“这地方倒是精致。”
太子对于李食记很熟悉,他的儿子,他的弟弟们,全都是李食记的常客,唯独他没有来过。
待到菜式一样样端上来,跟在太子身边的随从便拿出银针,挨个试毒,柴晏和齐慰早就司空见惯,太子却趁着这个空当,问道:“你们请我来这里,不是只为了吃饭这么简单吧?”
两名随从试完毒,重又如两根木头桩子一样,站到太子身后。
齐慰这才说道:“殿下慧眼,微臣确实有事禀告。”
一旁的柴晏忙道:“大哥放心,左右两侧的雅间,我全都包下来了,这会儿全都空着。
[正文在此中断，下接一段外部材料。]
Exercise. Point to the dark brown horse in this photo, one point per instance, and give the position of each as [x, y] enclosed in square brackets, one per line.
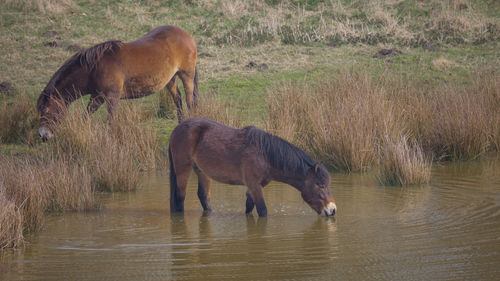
[247, 156]
[115, 70]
”
太子微微蹙眉,问道:“这般麻烦,不能在宫里说吗?”
齐慰忙道:“不瞒殿下,微臣的舅兄也来了,此事与他相关,然他不信进宫,因此微臣才请七殿下代为相约,请殿下移步此处。”
舅兄?
太子心道,齐慰的舅兄不是那位前安远侯府的小公子,后来的青云岭土匪吗?据说现在他们一家子都来了京城,青云岭也散伙了,齐慰此时说起他来,难道是为了当年安远侯府的事?
安远侯府的那件事,如果周家人够聪明,是不应该重提的。
高宗疑心是真,周文璧造反也是真,安远侯世子麾下的两大营兵变更是真。
周家此时越是不提,当今天子对周家的愧疚便会越多,将来补偿给周小白的亦会更多。
落草为寇的周弘或许看不清这里面的事,可是还有齐慰,齐慰难道也看不清,看不透?
太子神色如常,可是眼睛却在齐慰身上多停留了一会儿。
齐慰与这位太子打过几轮交道,太子虽然年纪不大,可是心思深沉,处事老练,当今天子尚是裕王的时候,也不如他。
齐慰知道太子一定是想起了安远候府的事了。
他站起身来,撩袍跪倒,说道:“臣有罪,时隔二十年,方知昔年鞑剌撕毁盟约,举兵进犯的真正原因。”